Humphries musste zu ihr aufschauen. Pancho war schlank und schlaksig und hatte eine mokkafarbene Haut — nicht viel dunkler als die Bräunung, die eine weiße Frau unter der glühenden Sonne ihres heimatlichen Westtexas bekommen würde. Das dunkle Haar hatte sie zu kurzen Ringellöckchen gestutzt.

Er schnitt eine Grimasse. »Meine Anwälte werden in Berufung gehen. Sie können mich nicht ohne ordentliches Gerichtsverfahren ins Exil schicken.«

»Aber das könnte Jahre dauern, nicht?«

»Mindestens.«

Pancho hätte ihn am liebsten in eine Rakete gesteckt und zum Pluto geschossen.
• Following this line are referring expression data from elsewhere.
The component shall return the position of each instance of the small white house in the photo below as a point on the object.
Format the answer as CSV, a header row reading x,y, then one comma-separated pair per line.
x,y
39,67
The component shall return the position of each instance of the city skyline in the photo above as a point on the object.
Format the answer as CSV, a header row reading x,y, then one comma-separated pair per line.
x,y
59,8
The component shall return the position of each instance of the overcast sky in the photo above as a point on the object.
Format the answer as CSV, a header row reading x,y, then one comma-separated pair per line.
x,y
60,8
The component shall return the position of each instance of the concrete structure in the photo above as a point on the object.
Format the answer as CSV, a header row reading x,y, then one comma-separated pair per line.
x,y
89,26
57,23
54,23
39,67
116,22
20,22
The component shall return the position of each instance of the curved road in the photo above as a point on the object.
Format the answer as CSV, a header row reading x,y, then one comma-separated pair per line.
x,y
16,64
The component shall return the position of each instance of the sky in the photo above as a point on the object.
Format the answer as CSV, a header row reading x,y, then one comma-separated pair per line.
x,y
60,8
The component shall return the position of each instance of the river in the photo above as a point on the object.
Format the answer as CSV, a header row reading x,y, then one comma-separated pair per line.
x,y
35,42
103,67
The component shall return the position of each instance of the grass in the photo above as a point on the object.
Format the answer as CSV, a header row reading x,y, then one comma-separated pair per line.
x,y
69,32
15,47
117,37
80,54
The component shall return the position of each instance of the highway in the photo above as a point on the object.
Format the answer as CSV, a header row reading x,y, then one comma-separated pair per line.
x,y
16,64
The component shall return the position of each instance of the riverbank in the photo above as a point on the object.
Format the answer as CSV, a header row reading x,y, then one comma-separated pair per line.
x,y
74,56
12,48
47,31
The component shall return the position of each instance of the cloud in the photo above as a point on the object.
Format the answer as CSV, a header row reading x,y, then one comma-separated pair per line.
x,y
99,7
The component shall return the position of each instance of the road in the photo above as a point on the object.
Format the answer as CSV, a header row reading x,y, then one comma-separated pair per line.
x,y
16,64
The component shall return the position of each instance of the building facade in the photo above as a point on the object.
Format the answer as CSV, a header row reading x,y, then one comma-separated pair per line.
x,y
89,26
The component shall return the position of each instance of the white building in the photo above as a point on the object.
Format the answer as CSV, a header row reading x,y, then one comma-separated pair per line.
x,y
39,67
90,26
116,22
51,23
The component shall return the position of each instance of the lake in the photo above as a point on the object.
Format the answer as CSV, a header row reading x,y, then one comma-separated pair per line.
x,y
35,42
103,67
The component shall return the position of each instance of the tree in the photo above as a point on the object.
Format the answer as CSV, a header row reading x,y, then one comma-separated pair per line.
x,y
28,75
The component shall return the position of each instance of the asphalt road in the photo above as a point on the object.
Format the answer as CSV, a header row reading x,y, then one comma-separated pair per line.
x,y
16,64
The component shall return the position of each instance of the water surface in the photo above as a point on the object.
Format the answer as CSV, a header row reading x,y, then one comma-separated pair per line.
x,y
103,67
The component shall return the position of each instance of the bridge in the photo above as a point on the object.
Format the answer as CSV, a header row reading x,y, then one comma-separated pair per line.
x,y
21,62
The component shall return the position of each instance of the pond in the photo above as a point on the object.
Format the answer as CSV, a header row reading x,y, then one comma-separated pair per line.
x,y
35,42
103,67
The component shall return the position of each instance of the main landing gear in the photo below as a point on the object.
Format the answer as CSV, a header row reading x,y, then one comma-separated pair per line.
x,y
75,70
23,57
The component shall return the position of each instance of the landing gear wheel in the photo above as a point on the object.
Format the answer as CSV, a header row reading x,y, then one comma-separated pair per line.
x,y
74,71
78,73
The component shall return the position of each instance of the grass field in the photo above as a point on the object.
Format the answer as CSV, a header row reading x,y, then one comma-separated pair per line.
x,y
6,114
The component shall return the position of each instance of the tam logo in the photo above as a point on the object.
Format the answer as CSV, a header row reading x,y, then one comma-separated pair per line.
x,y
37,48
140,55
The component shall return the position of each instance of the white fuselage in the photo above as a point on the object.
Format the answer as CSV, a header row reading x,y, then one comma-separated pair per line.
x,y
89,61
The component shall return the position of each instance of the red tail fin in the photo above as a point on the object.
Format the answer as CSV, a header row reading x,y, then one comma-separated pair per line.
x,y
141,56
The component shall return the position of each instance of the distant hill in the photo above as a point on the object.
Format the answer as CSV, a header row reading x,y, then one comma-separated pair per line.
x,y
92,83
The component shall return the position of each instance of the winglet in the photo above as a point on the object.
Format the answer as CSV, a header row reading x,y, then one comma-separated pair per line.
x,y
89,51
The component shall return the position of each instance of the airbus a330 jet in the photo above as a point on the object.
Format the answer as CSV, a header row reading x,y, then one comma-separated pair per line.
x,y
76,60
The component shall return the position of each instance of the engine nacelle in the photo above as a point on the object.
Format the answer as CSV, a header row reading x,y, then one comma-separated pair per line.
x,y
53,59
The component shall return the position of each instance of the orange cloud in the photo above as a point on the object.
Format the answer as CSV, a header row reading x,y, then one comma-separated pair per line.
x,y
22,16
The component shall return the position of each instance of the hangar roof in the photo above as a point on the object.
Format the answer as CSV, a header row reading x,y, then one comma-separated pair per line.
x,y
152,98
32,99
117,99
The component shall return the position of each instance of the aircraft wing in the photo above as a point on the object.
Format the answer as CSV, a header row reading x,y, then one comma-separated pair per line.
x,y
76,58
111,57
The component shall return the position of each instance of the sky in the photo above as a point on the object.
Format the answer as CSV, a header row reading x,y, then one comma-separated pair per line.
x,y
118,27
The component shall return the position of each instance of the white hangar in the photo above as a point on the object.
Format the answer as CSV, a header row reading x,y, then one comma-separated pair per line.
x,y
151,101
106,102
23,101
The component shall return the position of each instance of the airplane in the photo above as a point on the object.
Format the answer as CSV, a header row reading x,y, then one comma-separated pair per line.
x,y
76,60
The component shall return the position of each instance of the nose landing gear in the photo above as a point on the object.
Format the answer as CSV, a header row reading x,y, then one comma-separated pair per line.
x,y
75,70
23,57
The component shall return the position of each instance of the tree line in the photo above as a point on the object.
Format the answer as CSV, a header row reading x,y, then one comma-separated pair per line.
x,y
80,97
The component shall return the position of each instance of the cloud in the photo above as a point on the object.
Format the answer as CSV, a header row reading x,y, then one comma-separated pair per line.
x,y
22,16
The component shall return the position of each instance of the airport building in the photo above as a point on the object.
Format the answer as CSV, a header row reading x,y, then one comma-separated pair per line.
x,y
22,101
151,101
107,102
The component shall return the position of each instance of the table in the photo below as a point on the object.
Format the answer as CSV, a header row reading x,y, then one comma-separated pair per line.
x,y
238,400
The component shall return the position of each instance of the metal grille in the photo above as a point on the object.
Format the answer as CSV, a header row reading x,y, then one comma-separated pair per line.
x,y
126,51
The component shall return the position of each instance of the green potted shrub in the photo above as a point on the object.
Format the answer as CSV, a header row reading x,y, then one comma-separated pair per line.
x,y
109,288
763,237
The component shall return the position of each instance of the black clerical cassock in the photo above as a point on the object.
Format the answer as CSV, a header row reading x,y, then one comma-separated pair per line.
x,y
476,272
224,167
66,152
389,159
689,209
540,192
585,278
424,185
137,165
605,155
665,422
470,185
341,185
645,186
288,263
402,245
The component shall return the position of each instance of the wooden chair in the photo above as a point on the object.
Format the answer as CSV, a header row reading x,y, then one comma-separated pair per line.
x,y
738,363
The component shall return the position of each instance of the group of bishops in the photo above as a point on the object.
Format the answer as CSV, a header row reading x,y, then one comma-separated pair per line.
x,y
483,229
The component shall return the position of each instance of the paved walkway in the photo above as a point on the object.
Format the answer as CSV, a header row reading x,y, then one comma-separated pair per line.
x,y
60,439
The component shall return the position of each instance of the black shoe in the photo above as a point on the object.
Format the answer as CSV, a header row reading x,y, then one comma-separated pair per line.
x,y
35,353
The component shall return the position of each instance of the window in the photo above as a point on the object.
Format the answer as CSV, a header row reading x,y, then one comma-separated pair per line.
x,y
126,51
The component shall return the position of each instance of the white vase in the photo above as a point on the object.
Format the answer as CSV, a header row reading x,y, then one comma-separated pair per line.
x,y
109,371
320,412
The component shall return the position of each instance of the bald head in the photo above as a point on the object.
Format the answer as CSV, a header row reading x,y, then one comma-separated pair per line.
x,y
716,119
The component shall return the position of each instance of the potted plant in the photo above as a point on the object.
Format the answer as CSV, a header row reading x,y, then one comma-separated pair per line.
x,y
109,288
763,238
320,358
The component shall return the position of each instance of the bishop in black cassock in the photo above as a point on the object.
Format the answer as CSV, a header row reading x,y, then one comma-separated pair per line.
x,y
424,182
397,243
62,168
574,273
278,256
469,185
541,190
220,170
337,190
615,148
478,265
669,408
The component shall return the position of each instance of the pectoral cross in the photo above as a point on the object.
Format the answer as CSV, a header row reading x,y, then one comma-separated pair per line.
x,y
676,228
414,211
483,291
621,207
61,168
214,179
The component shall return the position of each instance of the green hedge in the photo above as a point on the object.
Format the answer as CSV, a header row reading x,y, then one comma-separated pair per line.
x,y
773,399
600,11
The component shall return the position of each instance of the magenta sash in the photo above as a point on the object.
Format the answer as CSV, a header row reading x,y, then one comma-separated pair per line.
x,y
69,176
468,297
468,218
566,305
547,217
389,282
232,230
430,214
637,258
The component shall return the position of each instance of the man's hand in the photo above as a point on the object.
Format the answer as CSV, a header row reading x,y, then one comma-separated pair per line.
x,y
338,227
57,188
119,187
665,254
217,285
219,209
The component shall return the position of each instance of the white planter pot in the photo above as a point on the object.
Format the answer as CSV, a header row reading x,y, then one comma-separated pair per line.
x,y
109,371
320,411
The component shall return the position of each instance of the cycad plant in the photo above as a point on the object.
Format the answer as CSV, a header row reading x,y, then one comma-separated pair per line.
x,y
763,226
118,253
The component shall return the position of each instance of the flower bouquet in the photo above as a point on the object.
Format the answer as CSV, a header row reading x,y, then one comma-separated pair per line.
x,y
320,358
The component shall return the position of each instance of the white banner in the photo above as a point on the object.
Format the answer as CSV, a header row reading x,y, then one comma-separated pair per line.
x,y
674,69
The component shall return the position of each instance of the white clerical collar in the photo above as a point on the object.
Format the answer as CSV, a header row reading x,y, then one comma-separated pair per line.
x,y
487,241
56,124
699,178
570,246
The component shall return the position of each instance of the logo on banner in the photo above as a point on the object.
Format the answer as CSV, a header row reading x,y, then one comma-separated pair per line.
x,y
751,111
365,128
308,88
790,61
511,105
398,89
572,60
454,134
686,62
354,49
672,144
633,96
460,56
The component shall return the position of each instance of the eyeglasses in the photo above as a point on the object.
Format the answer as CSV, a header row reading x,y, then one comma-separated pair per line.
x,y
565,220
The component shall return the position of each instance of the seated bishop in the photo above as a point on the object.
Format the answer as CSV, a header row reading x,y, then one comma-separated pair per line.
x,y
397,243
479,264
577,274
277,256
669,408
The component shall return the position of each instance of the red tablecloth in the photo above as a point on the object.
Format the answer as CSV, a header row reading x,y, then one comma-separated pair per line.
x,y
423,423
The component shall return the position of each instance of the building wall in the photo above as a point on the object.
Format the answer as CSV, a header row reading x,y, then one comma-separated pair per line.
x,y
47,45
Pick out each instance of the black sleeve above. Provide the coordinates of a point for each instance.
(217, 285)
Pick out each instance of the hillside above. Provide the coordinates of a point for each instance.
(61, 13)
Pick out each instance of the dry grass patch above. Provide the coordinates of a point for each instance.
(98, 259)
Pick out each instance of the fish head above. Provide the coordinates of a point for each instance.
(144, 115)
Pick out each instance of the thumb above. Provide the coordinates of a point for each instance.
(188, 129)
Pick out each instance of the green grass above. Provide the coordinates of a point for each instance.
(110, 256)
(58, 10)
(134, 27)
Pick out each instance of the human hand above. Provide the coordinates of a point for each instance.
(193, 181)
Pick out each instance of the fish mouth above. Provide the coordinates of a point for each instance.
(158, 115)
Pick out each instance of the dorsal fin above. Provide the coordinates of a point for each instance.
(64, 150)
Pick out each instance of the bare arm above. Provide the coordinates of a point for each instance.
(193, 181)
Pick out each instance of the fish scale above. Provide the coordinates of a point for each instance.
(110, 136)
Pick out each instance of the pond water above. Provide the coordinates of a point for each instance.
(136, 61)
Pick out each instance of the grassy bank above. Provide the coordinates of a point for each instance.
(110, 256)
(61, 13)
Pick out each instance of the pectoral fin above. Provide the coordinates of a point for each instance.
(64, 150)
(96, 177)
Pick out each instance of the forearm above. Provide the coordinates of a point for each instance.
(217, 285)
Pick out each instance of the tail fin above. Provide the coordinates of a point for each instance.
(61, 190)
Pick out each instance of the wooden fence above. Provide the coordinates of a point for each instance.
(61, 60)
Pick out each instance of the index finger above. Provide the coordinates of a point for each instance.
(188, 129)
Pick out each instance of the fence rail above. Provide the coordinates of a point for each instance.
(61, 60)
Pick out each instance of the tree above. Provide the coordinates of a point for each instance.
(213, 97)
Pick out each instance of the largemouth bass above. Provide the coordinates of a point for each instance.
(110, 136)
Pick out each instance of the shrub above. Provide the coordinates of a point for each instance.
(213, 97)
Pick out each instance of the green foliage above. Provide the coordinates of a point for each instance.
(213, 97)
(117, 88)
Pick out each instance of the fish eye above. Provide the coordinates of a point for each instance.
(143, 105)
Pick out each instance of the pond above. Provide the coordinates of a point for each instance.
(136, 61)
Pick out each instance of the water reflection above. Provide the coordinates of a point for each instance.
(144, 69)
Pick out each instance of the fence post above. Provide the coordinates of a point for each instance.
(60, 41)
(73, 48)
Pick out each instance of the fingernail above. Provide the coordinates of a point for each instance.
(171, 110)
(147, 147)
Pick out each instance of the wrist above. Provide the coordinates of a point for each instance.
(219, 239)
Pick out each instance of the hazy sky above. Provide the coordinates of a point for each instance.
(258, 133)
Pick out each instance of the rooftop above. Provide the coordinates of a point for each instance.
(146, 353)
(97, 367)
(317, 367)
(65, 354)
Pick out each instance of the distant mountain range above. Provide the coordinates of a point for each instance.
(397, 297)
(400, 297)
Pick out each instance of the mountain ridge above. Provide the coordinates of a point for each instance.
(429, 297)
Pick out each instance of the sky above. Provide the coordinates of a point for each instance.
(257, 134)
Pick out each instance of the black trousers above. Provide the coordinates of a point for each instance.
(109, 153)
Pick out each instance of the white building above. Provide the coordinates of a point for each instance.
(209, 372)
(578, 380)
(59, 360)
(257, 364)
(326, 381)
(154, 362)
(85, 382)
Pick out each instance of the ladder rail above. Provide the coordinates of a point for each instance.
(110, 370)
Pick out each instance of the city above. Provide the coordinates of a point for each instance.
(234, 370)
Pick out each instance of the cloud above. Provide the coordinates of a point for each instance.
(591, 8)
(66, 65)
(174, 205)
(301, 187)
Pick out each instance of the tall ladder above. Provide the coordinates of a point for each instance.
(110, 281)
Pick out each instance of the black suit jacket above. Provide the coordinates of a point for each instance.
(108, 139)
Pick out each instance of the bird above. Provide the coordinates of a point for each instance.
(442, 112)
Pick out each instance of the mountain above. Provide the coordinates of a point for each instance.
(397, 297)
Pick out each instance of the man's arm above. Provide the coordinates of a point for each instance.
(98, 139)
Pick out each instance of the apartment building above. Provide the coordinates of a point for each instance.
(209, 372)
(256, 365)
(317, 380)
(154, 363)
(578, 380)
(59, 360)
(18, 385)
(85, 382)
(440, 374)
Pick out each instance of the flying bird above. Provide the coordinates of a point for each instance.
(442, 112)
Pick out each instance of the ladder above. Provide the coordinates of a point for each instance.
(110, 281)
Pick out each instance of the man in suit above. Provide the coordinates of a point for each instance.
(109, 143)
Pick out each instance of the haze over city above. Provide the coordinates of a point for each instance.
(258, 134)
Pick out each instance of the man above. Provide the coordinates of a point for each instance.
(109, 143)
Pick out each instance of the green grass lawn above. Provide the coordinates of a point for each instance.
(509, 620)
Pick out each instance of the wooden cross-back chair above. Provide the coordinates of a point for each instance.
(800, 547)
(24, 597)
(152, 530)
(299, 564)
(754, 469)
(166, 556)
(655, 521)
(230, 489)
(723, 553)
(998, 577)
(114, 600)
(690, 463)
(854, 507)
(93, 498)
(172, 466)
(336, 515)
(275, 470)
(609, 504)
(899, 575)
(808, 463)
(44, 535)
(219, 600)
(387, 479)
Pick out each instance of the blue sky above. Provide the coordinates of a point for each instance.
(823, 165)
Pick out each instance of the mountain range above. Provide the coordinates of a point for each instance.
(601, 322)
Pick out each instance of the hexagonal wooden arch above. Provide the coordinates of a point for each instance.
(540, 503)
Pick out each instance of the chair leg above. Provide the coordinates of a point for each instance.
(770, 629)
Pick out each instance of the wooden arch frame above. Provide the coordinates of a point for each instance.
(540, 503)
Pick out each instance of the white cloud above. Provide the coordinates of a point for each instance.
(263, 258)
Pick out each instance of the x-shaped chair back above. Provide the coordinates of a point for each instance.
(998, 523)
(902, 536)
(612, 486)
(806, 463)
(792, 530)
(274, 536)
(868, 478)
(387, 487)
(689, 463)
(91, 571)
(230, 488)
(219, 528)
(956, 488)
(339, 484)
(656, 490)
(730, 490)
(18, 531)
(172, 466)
Humphries hatte die Starpower 1 auf ihrer ersten — und bisher einzigen — Mission zum Gürtel sabotiert. Dan Randolph war durch seine Schuld umgekommen. Sie musste an sich halten, um nicht die Beherrschung zu verlieren.

»Sie waren damals schon recht großzügig«, sagte Pancho mit aller Ruhe, die sie aufzubringen vermochte.

»Ein Liebesbeweis eben«, erwiderte er, ohne den Schritt zu verlangsamen.

»Ja, sicher.« Pancho hielt locker mit ihm Schritt.

»Noch was?«

»Zum einen steht es nicht in Ihrem Ermessen, dieses Raumschiff zu verschenken. Es gehört …«

»Gehörte«, sagte Humphries schroff. »Vergangenheit. Wir haben es schon abgeschrieben.«

»Abgeschrieben? Wann denn? Wie, zum Teufel, konnten Sie das tun?«

Humphries musste lachen. »Sehen Sie, Frau Direktorin? Wir im Vorstand haben etliche Tricks in petto, von denen ein Schraubfix wie Sie keine Ahnung hat.«

»Scheint so«, sagte Pancho. »Aber ich werde schon noch dahinterkommen.«

»Natürlich werden Sie das.«

Pancho war gegen Humphries’ hartnäckigen Widerstand neu in den Vorstand der Astro Manufacturing gewählt worden. Das war Dan Randolphs letzter Wunsch gewesen.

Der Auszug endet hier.